GBS can affect anybody. It can strike at any age; men may be more likely to develop GBS than women. Although this syndrome is rare (affecting about one to two persons in 100,000) it is the most common cause of acute neuromuscular paralysis in the world.
GBS often occurs a few days or weeks after a person has had symptoms of a respiratory or gastrointestinal viral or bacterial infection; in fact, two-thirds of affected individuals have had a preceding infection. Campylobacter jejuni, cytomegalovirus, Epstein-Barr virus, and Mycoplasma pneumoniae are commonly identified antecedent pathogens. Campylobacter jejuni is the most common pathogen that elicits GBS. Occasionally surgery or vaccinations will trigger the syndrome. GBS is not contagious. It has been reported that GBS occurs more in men than in women and more often in the elderly. Seasonality has not been reported in developed countries like the United States (Church Potter & Kaneene, 2003).
No one yet knows why GBS strikes some people and not others. Nor does anyone know exactly what sets the disease in motion. What scientists do know is that the body’s immune system begins to attack the body itself, causing what is known as an autoimmune disease. Usually the cells of the immune system attack only foreign material and invading organisms.
In GBS, the immune system starts to destroy the myelin sheath that surrounds the axons of many peripheral nerves, or even the axons themselves. The myelin sheath surrounding the axon speeds up the transmission of nerve signals and allows the transmission of signals over long distances. In diseases in which these myelin sheaths are injured or degraded, the nerves cannot transmit signals efficiently. That is why the muscles begin to lose their ability to respond to commands from the brain that must be carried through the nerve network. The brain also receives fewer sensory signals from the rest of the body, resulting in an inability to feel textures, heat, pain, and other sensations.

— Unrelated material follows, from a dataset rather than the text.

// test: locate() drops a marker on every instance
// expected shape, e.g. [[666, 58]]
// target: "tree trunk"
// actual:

Alternately, the brain may receive inappropriate signals that result in tingling, “crawling-skin,” or painful sensations. Because the signals to and from the arms and legs must travel the longest distances, they are most vulnerable to interruption. Therefore, muscle weakness and tingling sensations usually first appear in the hands and feet and progress upwards.

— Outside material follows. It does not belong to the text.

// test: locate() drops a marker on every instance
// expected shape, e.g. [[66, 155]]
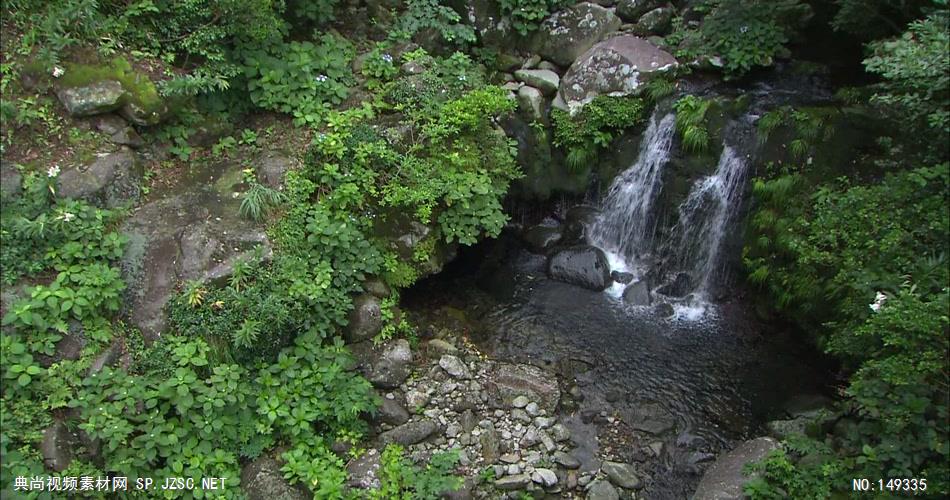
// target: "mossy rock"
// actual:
[[140, 102]]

Guillain-Barré syndrome can be a devastating disorder because of its sudden and unexpected onset. Most people reach the stage of greatest weakness within the first 2 weeks after symptoms appear, and by the third week of the illness 90 percent of all patients are at their weakest. The recovery period may be as little as a few weeks or as long as a few years. About 30 percent of those with Guillain-Barré still have a residual weakness after 3 years. About 3 percent may suffer a relapse of muscle weakness and tingling sensations many years after the initial attack.